FD interest is taxable in India under “Income from Other Sources.” You must declare it in your ITR every year, even if the bank already deducted TDS. Banks share FD interest figures with the Income Tax Department through the Annual Information Statement, or AIS. If your ITR for FY 2024-25 does not match what the AIS shows, a notice can follow.
There is a fix. Section 139(8A) of the Income Tax Act lets you file an Updated Return using Form ITR-U for FY 2024-25 until March 31, 2030. The Finance Act, 2025 stretched this window from 24 months to 48 months, with effect from April 1, 2025.
One condition: ITR-U only moves in one direction. You cannot use it to claim a refund or bring your tax liability down. It is only for adding income you left out and paying what you owe on it.
Chartered Accountant Tarun Kumar Madaan puts it plainly, “The Finance Act, 2025 has amended Section 139(8A) to extend the time limit for filing an updated return from 24 months to 48 months, effective from April 1, 2025.”
The extra tax you pay on top of your regular tax and interest under Sections 234A, 234B, and 234C goes up every 12 months.

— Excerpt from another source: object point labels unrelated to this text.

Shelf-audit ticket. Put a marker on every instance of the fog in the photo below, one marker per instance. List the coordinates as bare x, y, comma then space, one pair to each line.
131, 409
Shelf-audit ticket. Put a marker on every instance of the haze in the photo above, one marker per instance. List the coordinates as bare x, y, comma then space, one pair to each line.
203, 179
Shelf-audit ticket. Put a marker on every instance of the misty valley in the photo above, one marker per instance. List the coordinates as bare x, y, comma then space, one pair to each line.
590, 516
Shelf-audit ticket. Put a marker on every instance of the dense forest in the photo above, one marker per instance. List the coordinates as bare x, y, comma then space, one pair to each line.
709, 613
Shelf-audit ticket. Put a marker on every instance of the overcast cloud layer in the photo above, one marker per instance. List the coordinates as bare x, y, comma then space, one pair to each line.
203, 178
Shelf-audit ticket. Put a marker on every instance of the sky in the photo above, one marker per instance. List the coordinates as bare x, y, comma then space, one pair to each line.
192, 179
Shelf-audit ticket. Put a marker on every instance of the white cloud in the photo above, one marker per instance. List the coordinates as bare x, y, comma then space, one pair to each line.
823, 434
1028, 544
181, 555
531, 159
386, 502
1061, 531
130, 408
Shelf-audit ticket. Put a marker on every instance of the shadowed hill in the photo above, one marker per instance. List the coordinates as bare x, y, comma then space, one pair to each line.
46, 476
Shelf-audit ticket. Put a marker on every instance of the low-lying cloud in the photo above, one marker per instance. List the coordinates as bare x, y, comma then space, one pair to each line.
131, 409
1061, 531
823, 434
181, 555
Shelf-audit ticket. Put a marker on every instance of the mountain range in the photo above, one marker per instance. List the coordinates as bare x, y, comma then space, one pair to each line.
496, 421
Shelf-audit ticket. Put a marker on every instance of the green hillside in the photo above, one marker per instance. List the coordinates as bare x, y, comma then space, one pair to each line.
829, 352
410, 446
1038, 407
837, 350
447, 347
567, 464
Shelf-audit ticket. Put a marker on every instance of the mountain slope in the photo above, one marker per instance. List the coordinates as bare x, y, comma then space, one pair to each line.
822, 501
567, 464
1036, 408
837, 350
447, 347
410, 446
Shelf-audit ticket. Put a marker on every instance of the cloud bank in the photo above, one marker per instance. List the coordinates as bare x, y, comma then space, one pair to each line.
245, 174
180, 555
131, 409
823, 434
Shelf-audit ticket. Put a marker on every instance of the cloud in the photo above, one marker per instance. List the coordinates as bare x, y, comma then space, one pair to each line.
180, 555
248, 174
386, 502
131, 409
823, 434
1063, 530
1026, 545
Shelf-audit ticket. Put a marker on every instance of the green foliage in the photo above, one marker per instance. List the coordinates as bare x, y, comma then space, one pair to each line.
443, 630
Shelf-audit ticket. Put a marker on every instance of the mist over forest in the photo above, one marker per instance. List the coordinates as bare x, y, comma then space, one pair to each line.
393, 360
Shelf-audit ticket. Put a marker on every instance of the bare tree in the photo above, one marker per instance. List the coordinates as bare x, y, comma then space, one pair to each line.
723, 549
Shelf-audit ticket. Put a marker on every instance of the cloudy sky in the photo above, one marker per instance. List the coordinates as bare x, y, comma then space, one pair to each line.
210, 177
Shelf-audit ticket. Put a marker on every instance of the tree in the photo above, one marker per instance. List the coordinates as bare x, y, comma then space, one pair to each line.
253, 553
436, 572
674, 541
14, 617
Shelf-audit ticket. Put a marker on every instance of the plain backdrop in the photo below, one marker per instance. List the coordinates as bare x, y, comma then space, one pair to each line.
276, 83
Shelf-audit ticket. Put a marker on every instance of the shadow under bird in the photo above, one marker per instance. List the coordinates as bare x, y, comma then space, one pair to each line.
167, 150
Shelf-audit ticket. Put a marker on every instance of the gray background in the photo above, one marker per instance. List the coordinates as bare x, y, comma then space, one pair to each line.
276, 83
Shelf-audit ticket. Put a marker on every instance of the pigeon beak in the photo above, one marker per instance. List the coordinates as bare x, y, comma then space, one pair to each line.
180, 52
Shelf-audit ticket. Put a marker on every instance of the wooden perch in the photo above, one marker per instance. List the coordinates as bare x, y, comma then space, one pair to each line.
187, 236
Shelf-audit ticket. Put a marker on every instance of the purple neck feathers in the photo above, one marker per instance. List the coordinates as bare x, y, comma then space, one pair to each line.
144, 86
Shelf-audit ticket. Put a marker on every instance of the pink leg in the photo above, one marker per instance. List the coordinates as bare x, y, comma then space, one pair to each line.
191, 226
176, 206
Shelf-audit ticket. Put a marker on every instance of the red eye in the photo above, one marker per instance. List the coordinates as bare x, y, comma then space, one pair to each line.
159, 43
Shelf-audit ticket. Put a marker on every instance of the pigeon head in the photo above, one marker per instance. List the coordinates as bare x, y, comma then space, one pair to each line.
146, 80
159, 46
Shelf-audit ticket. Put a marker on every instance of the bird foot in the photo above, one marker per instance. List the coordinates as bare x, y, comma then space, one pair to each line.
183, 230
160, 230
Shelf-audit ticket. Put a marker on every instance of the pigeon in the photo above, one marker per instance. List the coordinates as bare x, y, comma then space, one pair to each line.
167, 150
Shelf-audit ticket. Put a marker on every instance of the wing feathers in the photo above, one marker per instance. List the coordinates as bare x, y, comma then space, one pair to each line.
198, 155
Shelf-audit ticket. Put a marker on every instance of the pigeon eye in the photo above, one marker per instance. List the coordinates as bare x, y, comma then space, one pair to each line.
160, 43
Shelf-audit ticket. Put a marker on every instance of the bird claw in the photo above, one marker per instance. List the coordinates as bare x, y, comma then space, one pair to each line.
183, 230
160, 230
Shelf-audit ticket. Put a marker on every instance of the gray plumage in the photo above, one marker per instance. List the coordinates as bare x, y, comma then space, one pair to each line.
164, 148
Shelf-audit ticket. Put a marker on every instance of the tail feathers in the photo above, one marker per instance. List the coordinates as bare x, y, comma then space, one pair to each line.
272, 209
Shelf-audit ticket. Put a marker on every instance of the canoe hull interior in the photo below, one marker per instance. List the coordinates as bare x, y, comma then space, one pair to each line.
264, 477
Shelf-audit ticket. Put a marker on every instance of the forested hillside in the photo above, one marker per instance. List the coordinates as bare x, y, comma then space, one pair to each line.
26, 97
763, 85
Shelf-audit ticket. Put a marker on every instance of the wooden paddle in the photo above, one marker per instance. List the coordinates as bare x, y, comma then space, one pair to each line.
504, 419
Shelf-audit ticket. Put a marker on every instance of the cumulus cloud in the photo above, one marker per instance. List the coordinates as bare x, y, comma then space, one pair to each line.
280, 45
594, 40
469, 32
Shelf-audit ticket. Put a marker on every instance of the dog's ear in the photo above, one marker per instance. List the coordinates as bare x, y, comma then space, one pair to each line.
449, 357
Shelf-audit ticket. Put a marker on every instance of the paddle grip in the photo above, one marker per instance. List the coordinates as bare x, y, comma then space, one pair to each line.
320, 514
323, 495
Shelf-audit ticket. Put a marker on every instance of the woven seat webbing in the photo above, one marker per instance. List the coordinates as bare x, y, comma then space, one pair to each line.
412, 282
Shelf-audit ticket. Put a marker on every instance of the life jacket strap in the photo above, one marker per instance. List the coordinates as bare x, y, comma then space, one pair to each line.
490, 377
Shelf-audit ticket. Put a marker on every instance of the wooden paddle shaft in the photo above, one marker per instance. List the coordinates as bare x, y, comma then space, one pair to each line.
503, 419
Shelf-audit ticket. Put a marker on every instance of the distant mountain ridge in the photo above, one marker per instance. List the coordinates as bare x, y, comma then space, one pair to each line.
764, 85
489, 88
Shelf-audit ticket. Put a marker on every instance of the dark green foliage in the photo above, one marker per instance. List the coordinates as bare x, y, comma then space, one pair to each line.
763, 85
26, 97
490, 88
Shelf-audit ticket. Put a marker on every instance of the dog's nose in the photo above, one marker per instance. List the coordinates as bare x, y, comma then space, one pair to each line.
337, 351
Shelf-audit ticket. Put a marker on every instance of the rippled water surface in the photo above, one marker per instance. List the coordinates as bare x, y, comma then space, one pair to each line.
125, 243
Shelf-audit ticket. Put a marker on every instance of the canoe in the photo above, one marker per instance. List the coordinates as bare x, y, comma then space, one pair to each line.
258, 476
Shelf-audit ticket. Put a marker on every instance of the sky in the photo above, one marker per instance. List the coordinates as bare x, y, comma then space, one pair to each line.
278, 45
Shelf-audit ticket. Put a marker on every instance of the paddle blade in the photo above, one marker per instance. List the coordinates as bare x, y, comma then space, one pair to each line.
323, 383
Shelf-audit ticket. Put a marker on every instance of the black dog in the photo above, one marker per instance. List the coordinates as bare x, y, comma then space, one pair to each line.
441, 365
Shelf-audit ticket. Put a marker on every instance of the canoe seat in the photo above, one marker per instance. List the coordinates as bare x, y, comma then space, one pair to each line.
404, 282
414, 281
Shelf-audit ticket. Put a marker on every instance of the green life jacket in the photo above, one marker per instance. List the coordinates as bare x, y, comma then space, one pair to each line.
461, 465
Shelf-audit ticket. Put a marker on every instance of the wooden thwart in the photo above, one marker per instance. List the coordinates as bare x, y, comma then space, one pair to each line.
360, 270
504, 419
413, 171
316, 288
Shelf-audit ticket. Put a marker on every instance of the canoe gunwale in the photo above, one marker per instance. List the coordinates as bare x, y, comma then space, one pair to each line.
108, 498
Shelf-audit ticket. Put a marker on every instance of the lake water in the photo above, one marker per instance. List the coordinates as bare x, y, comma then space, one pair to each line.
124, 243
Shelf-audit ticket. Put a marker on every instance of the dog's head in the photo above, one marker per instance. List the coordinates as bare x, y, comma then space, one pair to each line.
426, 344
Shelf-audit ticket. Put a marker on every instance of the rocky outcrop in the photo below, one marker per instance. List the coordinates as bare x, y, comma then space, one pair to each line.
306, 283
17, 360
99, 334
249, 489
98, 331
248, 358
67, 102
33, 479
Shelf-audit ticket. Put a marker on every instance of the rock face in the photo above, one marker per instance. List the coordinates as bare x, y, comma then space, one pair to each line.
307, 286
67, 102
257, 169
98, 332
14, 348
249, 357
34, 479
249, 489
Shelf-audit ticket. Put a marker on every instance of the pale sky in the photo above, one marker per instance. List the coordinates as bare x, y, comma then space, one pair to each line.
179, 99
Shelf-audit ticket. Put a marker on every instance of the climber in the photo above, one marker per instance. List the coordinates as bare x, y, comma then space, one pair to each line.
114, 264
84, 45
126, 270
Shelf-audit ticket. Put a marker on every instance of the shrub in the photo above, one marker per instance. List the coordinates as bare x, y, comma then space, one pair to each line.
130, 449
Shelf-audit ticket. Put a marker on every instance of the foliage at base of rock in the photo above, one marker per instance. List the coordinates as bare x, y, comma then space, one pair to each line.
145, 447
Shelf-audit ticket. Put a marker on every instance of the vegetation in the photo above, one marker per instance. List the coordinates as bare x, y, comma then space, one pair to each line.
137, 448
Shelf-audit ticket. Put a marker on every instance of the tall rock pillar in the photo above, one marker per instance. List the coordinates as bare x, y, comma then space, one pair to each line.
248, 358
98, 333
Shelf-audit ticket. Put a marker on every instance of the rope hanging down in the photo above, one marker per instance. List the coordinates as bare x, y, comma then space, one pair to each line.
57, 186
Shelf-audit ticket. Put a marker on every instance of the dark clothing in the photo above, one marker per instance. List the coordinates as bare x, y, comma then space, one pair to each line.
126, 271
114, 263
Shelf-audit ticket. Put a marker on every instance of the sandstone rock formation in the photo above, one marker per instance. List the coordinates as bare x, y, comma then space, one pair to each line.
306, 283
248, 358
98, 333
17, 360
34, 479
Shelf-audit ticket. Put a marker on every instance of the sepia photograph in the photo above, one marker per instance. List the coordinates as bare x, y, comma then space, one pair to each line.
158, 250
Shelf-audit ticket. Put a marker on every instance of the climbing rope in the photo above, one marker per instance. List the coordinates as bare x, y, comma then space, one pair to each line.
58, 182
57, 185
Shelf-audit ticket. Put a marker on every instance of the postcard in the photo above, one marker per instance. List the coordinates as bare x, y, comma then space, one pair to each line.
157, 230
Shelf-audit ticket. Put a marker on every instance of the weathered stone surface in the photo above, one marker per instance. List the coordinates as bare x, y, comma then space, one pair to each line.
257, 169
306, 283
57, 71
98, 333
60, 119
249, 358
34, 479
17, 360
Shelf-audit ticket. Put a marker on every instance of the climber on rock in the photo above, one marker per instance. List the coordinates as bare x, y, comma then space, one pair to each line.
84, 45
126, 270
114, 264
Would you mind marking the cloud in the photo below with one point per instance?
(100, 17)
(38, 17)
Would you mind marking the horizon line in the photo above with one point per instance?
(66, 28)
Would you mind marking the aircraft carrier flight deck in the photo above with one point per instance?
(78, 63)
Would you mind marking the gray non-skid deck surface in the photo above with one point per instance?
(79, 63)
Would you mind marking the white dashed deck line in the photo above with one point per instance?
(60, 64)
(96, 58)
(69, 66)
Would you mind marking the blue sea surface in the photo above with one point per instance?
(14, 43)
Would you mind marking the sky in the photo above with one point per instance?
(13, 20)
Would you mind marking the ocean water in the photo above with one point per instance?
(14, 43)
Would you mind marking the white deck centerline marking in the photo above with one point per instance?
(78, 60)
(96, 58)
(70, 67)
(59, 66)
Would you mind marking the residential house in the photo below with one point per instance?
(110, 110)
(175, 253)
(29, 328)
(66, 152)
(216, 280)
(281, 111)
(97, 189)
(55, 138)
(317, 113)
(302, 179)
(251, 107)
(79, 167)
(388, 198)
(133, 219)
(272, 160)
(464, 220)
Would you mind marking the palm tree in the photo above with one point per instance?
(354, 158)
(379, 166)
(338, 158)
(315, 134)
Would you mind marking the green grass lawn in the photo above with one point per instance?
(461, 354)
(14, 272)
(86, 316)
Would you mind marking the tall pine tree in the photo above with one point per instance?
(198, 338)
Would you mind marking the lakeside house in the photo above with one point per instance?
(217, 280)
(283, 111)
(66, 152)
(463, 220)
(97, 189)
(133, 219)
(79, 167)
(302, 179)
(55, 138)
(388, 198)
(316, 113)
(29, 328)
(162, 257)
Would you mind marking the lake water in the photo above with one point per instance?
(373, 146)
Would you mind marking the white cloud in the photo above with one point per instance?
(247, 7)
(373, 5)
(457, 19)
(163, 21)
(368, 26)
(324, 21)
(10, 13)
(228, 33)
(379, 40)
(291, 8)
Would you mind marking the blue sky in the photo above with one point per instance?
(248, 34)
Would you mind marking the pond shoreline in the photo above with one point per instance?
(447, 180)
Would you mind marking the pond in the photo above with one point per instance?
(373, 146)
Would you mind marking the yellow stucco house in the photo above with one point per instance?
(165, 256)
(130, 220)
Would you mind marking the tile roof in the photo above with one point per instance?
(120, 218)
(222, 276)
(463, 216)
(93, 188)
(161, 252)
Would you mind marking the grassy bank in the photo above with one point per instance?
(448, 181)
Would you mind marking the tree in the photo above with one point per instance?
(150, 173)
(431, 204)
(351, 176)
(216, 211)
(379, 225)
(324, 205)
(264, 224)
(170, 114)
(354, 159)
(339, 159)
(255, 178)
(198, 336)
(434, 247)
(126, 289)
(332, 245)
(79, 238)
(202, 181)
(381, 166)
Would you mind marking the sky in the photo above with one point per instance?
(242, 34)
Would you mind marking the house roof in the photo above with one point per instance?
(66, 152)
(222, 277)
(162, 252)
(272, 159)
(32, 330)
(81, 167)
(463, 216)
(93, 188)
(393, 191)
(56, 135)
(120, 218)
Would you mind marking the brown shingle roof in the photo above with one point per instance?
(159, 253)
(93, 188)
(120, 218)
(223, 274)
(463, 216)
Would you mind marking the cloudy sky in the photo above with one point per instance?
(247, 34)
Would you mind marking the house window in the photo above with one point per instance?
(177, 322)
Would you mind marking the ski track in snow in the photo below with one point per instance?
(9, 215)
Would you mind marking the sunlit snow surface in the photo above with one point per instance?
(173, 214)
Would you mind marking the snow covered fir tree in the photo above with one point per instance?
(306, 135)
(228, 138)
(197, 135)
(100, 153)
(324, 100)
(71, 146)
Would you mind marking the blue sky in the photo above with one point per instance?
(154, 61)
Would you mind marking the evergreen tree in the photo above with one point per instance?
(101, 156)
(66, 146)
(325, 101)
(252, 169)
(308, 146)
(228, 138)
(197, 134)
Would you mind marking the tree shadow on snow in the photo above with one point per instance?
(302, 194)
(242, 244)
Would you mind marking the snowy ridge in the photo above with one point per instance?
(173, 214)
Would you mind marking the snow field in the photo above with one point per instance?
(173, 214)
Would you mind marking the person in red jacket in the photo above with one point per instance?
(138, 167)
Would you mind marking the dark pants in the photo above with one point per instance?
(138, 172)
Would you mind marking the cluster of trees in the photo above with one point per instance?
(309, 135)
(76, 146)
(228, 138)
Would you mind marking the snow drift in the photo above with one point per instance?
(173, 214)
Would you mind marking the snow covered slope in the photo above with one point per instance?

For example, if your additional tax is ₹1,00,000, and interest charges under Sections 234A, 234B and 234C amounts to ₹30,000. You will pay an additional ₹32,500 filing the updated return before March 2027 while if you wait until 2029, the above amount increases to ₹78,000.
As per LoansJagat’s HDFC Bank FD guide, banks cut TDS at 10% on FD interest once it crosses ₹40,000 in a year, or ₹50,000 for senior citizens. But if your slab rate is 20% or 30%, the TDS only covers part of what you owe. Unreported FD income widens that gap further.
Go to the Income Tax portal at incometax.gov.in and pull up your AIS for FY 2024-25. It will show exactly what FD interest figure the department holds against your PAN. If it does not match your ITR, file ITR-U now, before a notice arrives. Once the department sends a notice under Section 148, the ITR-U option closes and the penalty rules get much worse.
To file ITR-U, pay the extra tax first using Challan 140B under “Tax on Updated Return.” Keep the BSR code, serial number, and payment date ready, as the form will not go through without them. Senior citizens for whom the FD interest is now skipped, shall have a check as to Section 80TTB under the old tax regime which provides a deduction up to 50,000 from interest earned from the FD account as well as the Savings account, for the financial year 2024-25.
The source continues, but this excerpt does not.